Let’s face it: Alex Smith is a terrible NFL quarterback. He didn’t just “wake up” at halftime in a game halfway into his 5th season. The poor execution of the Prevent defense is the only reason the 49ers were able to crawl back into it.  The majority of the fault has to do with the inexperience of Demeco Ryans, Brian Cushing and safety Bernard Pollard and their inability to communicate to one another mid-play to transition their zones to make sure that a tight end is covered as he moves from the 5-10 yard zone to the deep zone.  This miscommunication led to Vernon Davis being wide open between the two zones on both big touchdown plays. 

With 7 defenders dropping into pass coverage, the Prevent defense also lacks a pass rush. With very little pressure being put on him, even David Carr could’ve made the throws that Alex Smith made.  So 49ers fan, I wouldn’t get your hopes up on Smith if I were you.

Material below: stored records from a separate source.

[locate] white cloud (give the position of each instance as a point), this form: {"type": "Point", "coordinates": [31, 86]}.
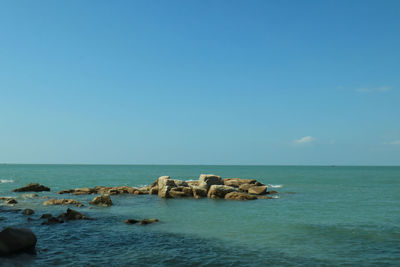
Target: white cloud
{"type": "Point", "coordinates": [395, 142]}
{"type": "Point", "coordinates": [381, 89]}
{"type": "Point", "coordinates": [304, 140]}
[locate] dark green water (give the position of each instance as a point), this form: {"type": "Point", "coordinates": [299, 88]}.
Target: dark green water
{"type": "Point", "coordinates": [323, 216]}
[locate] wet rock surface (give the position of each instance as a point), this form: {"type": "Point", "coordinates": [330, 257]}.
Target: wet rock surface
{"type": "Point", "coordinates": [33, 187]}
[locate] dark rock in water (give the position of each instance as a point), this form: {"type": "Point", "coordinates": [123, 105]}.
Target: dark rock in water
{"type": "Point", "coordinates": [199, 192]}
{"type": "Point", "coordinates": [46, 216]}
{"type": "Point", "coordinates": [148, 221]}
{"type": "Point", "coordinates": [72, 215]}
{"type": "Point", "coordinates": [52, 220]}
{"type": "Point", "coordinates": [236, 182]}
{"type": "Point", "coordinates": [258, 190]}
{"type": "Point", "coordinates": [28, 212]}
{"type": "Point", "coordinates": [104, 200]}
{"type": "Point", "coordinates": [264, 197]}
{"type": "Point", "coordinates": [239, 196]}
{"type": "Point", "coordinates": [34, 187]}
{"type": "Point", "coordinates": [14, 240]}
{"type": "Point", "coordinates": [62, 202]}
{"type": "Point", "coordinates": [153, 190]}
{"type": "Point", "coordinates": [207, 180]}
{"type": "Point", "coordinates": [131, 221]}
{"type": "Point", "coordinates": [11, 201]}
{"type": "Point", "coordinates": [219, 191]}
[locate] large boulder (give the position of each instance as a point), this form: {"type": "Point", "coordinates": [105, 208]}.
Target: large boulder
{"type": "Point", "coordinates": [104, 200]}
{"type": "Point", "coordinates": [180, 183]}
{"type": "Point", "coordinates": [245, 187]}
{"type": "Point", "coordinates": [258, 190]}
{"type": "Point", "coordinates": [13, 240]}
{"type": "Point", "coordinates": [199, 192]}
{"type": "Point", "coordinates": [207, 180]}
{"type": "Point", "coordinates": [11, 201]}
{"type": "Point", "coordinates": [34, 187]}
{"type": "Point", "coordinates": [219, 191]}
{"type": "Point", "coordinates": [28, 212]}
{"type": "Point", "coordinates": [236, 182]}
{"type": "Point", "coordinates": [239, 196]}
{"type": "Point", "coordinates": [180, 191]}
{"type": "Point", "coordinates": [165, 183]}
{"type": "Point", "coordinates": [62, 202]}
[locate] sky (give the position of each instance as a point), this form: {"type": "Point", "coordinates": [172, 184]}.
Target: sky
{"type": "Point", "coordinates": [200, 82]}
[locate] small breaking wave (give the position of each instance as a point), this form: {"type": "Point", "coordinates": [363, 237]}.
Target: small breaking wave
{"type": "Point", "coordinates": [275, 185]}
{"type": "Point", "coordinates": [3, 181]}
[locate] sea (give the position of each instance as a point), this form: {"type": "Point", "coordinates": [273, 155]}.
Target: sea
{"type": "Point", "coordinates": [322, 216]}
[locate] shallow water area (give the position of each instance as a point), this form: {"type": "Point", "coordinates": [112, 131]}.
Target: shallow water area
{"type": "Point", "coordinates": [323, 216]}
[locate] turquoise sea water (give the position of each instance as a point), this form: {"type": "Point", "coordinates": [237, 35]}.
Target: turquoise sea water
{"type": "Point", "coordinates": [324, 216]}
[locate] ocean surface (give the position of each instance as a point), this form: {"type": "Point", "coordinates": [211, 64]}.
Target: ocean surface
{"type": "Point", "coordinates": [323, 216]}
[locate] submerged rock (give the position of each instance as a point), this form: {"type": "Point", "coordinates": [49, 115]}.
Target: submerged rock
{"type": "Point", "coordinates": [104, 200]}
{"type": "Point", "coordinates": [219, 191]}
{"type": "Point", "coordinates": [239, 196]}
{"type": "Point", "coordinates": [148, 221]}
{"type": "Point", "coordinates": [14, 240]}
{"type": "Point", "coordinates": [34, 187]}
{"type": "Point", "coordinates": [62, 202]}
{"type": "Point", "coordinates": [28, 212]}
{"type": "Point", "coordinates": [131, 221]}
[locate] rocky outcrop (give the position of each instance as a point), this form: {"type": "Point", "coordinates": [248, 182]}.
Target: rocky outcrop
{"type": "Point", "coordinates": [199, 192]}
{"type": "Point", "coordinates": [11, 201]}
{"type": "Point", "coordinates": [28, 212]}
{"type": "Point", "coordinates": [207, 180]}
{"type": "Point", "coordinates": [239, 196]}
{"type": "Point", "coordinates": [117, 190]}
{"type": "Point", "coordinates": [165, 183]}
{"type": "Point", "coordinates": [258, 190]}
{"type": "Point", "coordinates": [236, 182]}
{"type": "Point", "coordinates": [103, 200]}
{"type": "Point", "coordinates": [62, 202]}
{"type": "Point", "coordinates": [71, 215]}
{"type": "Point", "coordinates": [34, 187]}
{"type": "Point", "coordinates": [14, 240]}
{"type": "Point", "coordinates": [219, 191]}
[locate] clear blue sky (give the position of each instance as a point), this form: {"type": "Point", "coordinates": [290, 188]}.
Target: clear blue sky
{"type": "Point", "coordinates": [200, 82]}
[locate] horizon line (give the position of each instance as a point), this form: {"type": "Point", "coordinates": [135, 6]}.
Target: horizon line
{"type": "Point", "coordinates": [173, 164]}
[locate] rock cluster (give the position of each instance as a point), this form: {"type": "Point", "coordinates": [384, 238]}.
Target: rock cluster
{"type": "Point", "coordinates": [62, 202]}
{"type": "Point", "coordinates": [69, 215]}
{"type": "Point", "coordinates": [34, 187]}
{"type": "Point", "coordinates": [117, 190]}
{"type": "Point", "coordinates": [208, 185]}
{"type": "Point", "coordinates": [103, 200]}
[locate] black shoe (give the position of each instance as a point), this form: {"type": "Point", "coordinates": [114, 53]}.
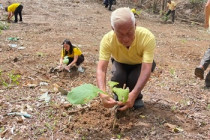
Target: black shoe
{"type": "Point", "coordinates": [207, 80]}
{"type": "Point", "coordinates": [199, 72]}
{"type": "Point", "coordinates": [138, 104]}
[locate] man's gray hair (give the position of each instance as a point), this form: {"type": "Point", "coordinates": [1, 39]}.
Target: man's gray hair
{"type": "Point", "coordinates": [121, 15]}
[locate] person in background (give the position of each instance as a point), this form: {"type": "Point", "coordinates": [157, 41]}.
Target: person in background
{"type": "Point", "coordinates": [199, 71]}
{"type": "Point", "coordinates": [171, 9]}
{"type": "Point", "coordinates": [131, 50]}
{"type": "Point", "coordinates": [14, 9]}
{"type": "Point", "coordinates": [73, 55]}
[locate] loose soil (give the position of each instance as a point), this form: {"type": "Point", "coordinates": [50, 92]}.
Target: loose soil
{"type": "Point", "coordinates": [176, 103]}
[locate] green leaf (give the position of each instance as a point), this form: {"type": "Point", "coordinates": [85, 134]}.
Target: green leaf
{"type": "Point", "coordinates": [112, 84]}
{"type": "Point", "coordinates": [122, 94]}
{"type": "Point", "coordinates": [83, 94]}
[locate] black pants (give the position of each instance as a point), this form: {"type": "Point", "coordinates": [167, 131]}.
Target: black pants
{"type": "Point", "coordinates": [79, 60]}
{"type": "Point", "coordinates": [18, 10]}
{"type": "Point", "coordinates": [127, 74]}
{"type": "Point", "coordinates": [205, 63]}
{"type": "Point", "coordinates": [172, 14]}
{"type": "Point", "coordinates": [206, 59]}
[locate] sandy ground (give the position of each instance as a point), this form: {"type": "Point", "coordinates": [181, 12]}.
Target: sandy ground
{"type": "Point", "coordinates": [176, 103]}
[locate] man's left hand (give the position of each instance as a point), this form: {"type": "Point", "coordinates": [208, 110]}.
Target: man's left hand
{"type": "Point", "coordinates": [67, 68]}
{"type": "Point", "coordinates": [128, 104]}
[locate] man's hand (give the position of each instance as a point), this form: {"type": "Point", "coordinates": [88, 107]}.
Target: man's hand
{"type": "Point", "coordinates": [107, 101]}
{"type": "Point", "coordinates": [129, 103]}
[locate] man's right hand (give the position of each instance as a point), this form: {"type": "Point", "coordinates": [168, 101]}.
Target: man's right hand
{"type": "Point", "coordinates": [206, 25]}
{"type": "Point", "coordinates": [107, 101]}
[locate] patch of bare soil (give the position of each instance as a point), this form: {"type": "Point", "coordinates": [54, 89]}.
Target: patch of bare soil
{"type": "Point", "coordinates": [176, 103]}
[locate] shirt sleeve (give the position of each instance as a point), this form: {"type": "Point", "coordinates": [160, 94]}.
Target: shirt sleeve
{"type": "Point", "coordinates": [62, 53]}
{"type": "Point", "coordinates": [105, 51]}
{"type": "Point", "coordinates": [148, 53]}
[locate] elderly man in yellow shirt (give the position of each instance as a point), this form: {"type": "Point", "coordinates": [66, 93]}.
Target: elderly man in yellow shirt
{"type": "Point", "coordinates": [14, 9]}
{"type": "Point", "coordinates": [131, 50]}
{"type": "Point", "coordinates": [171, 6]}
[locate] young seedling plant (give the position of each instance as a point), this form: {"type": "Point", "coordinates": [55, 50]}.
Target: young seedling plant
{"type": "Point", "coordinates": [86, 92]}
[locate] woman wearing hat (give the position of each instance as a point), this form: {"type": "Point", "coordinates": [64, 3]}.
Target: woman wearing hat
{"type": "Point", "coordinates": [70, 55]}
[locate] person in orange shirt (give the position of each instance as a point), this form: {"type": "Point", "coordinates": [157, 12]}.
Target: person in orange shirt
{"type": "Point", "coordinates": [199, 71]}
{"type": "Point", "coordinates": [14, 9]}
{"type": "Point", "coordinates": [171, 9]}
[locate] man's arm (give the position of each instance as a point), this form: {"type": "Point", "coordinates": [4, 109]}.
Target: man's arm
{"type": "Point", "coordinates": [107, 101]}
{"type": "Point", "coordinates": [142, 80]}
{"type": "Point", "coordinates": [207, 14]}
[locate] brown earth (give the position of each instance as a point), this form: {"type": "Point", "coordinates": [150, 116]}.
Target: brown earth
{"type": "Point", "coordinates": [176, 103]}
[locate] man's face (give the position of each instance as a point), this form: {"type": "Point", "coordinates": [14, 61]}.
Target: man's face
{"type": "Point", "coordinates": [125, 33]}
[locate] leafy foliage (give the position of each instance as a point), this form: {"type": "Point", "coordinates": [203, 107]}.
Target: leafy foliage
{"type": "Point", "coordinates": [83, 94]}
{"type": "Point", "coordinates": [121, 93]}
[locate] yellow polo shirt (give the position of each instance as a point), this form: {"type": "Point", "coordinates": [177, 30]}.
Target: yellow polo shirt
{"type": "Point", "coordinates": [171, 6]}
{"type": "Point", "coordinates": [140, 51]}
{"type": "Point", "coordinates": [76, 51]}
{"type": "Point", "coordinates": [13, 7]}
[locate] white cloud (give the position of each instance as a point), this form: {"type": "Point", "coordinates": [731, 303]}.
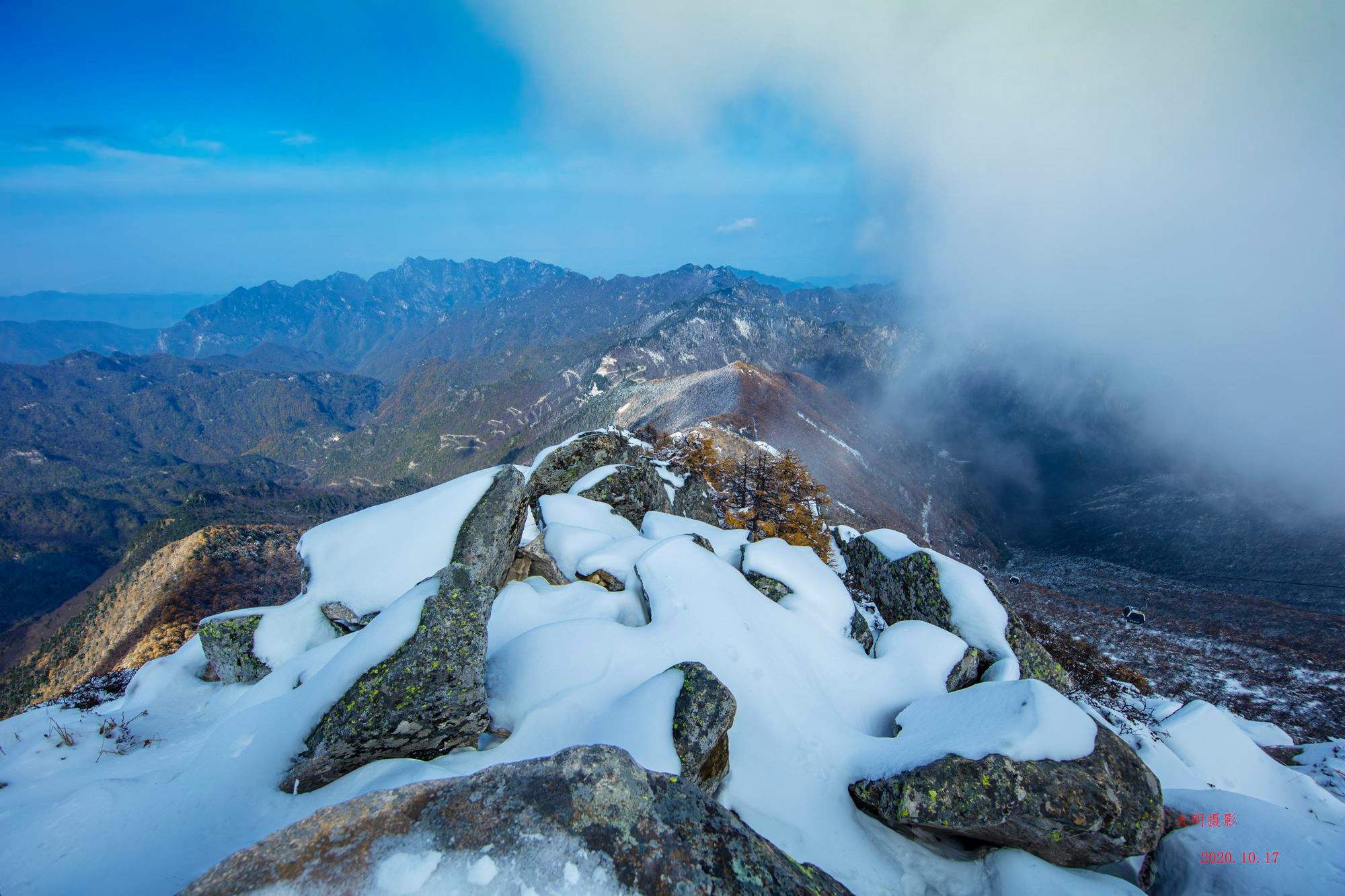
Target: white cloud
{"type": "Point", "coordinates": [738, 225]}
{"type": "Point", "coordinates": [1156, 186]}
{"type": "Point", "coordinates": [295, 138]}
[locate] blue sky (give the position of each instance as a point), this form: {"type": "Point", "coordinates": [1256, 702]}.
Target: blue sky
{"type": "Point", "coordinates": [197, 147]}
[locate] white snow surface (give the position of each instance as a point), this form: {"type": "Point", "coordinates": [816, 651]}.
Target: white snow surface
{"type": "Point", "coordinates": [816, 589]}
{"type": "Point", "coordinates": [1309, 857]}
{"type": "Point", "coordinates": [976, 612]}
{"type": "Point", "coordinates": [727, 542]}
{"type": "Point", "coordinates": [1265, 733]}
{"type": "Point", "coordinates": [574, 665]}
{"type": "Point", "coordinates": [365, 560]}
{"type": "Point", "coordinates": [594, 478]}
{"type": "Point", "coordinates": [1218, 752]}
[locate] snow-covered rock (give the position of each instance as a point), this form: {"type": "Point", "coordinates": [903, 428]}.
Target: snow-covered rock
{"type": "Point", "coordinates": [228, 641]}
{"type": "Point", "coordinates": [558, 469]}
{"type": "Point", "coordinates": [630, 490]}
{"type": "Point", "coordinates": [701, 719]}
{"type": "Point", "coordinates": [440, 681]}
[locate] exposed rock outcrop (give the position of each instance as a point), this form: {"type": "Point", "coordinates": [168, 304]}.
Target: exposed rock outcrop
{"type": "Point", "coordinates": [568, 463]}
{"type": "Point", "coordinates": [861, 631]}
{"type": "Point", "coordinates": [633, 490]}
{"type": "Point", "coordinates": [773, 588]}
{"type": "Point", "coordinates": [693, 501]}
{"type": "Point", "coordinates": [346, 619]}
{"type": "Point", "coordinates": [489, 537]}
{"type": "Point", "coordinates": [420, 702]}
{"type": "Point", "coordinates": [701, 720]}
{"type": "Point", "coordinates": [1078, 813]}
{"type": "Point", "coordinates": [968, 670]}
{"type": "Point", "coordinates": [229, 649]}
{"type": "Point", "coordinates": [605, 579]}
{"type": "Point", "coordinates": [540, 561]}
{"type": "Point", "coordinates": [1035, 661]}
{"type": "Point", "coordinates": [154, 608]}
{"type": "Point", "coordinates": [591, 806]}
{"type": "Point", "coordinates": [910, 588]}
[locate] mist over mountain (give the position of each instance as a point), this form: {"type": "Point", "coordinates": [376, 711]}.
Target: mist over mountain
{"type": "Point", "coordinates": [436, 368]}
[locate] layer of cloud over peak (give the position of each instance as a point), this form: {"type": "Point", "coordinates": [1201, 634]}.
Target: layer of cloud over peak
{"type": "Point", "coordinates": [736, 227]}
{"type": "Point", "coordinates": [1153, 186]}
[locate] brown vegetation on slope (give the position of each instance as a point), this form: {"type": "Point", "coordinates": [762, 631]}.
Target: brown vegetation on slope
{"type": "Point", "coordinates": [150, 611]}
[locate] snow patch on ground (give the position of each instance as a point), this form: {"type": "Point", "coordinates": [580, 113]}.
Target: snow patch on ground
{"type": "Point", "coordinates": [976, 612]}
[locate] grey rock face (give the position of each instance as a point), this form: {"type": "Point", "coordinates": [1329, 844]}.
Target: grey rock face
{"type": "Point", "coordinates": [1035, 661]}
{"type": "Point", "coordinates": [1078, 813]}
{"type": "Point", "coordinates": [968, 671]}
{"type": "Point", "coordinates": [633, 490]}
{"type": "Point", "coordinates": [229, 647]}
{"type": "Point", "coordinates": [346, 619]}
{"type": "Point", "coordinates": [652, 833]}
{"type": "Point", "coordinates": [909, 588]}
{"type": "Point", "coordinates": [773, 588]}
{"type": "Point", "coordinates": [605, 579]}
{"type": "Point", "coordinates": [540, 561]}
{"type": "Point", "coordinates": [420, 702]}
{"type": "Point", "coordinates": [701, 720]}
{"type": "Point", "coordinates": [693, 501]}
{"type": "Point", "coordinates": [861, 631]}
{"type": "Point", "coordinates": [489, 537]}
{"type": "Point", "coordinates": [567, 464]}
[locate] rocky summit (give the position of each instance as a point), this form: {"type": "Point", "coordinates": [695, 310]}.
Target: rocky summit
{"type": "Point", "coordinates": [544, 678]}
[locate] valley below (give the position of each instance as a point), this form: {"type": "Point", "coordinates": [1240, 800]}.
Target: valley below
{"type": "Point", "coordinates": [290, 405]}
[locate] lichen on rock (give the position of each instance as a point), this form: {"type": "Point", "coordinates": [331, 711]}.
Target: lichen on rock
{"type": "Point", "coordinates": [228, 643]}
{"type": "Point", "coordinates": [701, 720]}
{"type": "Point", "coordinates": [1079, 813]}
{"type": "Point", "coordinates": [861, 631]}
{"type": "Point", "coordinates": [910, 588]}
{"type": "Point", "coordinates": [693, 501]}
{"type": "Point", "coordinates": [966, 671]}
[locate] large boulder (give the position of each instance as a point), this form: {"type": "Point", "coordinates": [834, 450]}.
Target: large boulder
{"type": "Point", "coordinates": [910, 588]}
{"type": "Point", "coordinates": [420, 702]}
{"type": "Point", "coordinates": [430, 696]}
{"type": "Point", "coordinates": [861, 630]}
{"type": "Point", "coordinates": [1035, 661]}
{"type": "Point", "coordinates": [701, 720]}
{"type": "Point", "coordinates": [584, 819]}
{"type": "Point", "coordinates": [567, 464]}
{"type": "Point", "coordinates": [633, 490]}
{"type": "Point", "coordinates": [535, 560]}
{"type": "Point", "coordinates": [346, 619]}
{"type": "Point", "coordinates": [1094, 810]}
{"type": "Point", "coordinates": [489, 537]}
{"type": "Point", "coordinates": [228, 642]}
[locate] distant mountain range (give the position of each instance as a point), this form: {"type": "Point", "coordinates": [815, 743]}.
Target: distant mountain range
{"type": "Point", "coordinates": [134, 310]}
{"type": "Point", "coordinates": [436, 368]}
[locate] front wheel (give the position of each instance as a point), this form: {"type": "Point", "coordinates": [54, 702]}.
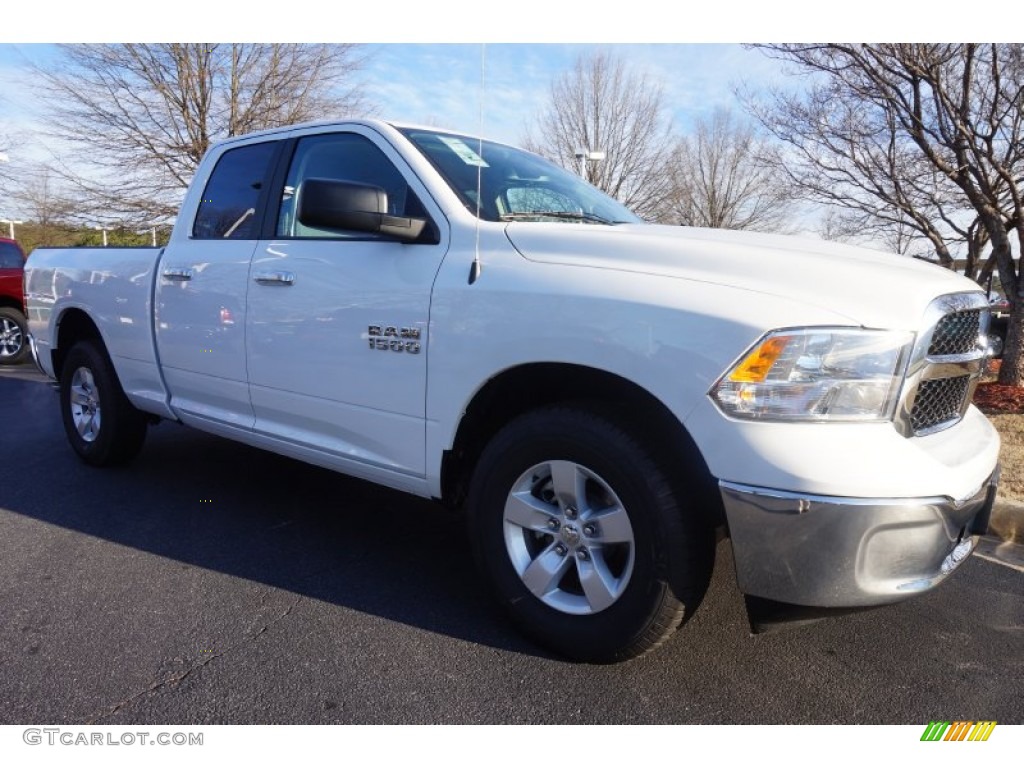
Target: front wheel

Truth of the matter is that if the Texans had stood by their game plan a little bit longer, they most likely would have maintained their lead. Part of the reason I think they went to the Prevent so early was in hopes of keeping everything underneath leaving the 49ers offense to run out the clock themselves. It’s a good strategy given the Texans inconsistent running game, but would have to have been executed better to be pulled off.

As we’ve learned thus far in 2009 though, the Texans defense is tremendously good at learning from mistakes and adjusting accordingly.  I don’t see why this game would be any different. Expect the Texans defense to improve from this slip up and to come out strong against the pass in the coming weeks.  A win is a win, but winning by a big margin would make the wins just taste even better. 

After 7 weeks, I still stand strong in my belief that the Texans will have a winning season. With an ever improving defense with a lot of talent and an incredibly productive offense that has Matt Schaub leading the league in passing yards as well as touchdowns, the games should get progressively more and more fun to watch, ending in more wins than losses. 

Ironically the 2009 Texans remind me a little of the 49ers from the Montana era.  A really strong, high scoring offense that scores a lot of points with a young talented defense that is trying to put the puzzle pieces together to knock some blocks off. Andre Johnson favors the great Jerry Rice, while Steve Slaton (without fumbling issues) reminds me a little of Roger Craig.  Owen Daniels is an easy comparison to Dwight Clark and hard hitting Vonta Leach packs the punch of a Tom Rathman. 

Can Matt Schaub be close to being a leader like Montana? It’s still early in his career and only time will tell. Let’s start with posting another 300 yard, 3 touchdown win over Buffalo and we’ll go from there.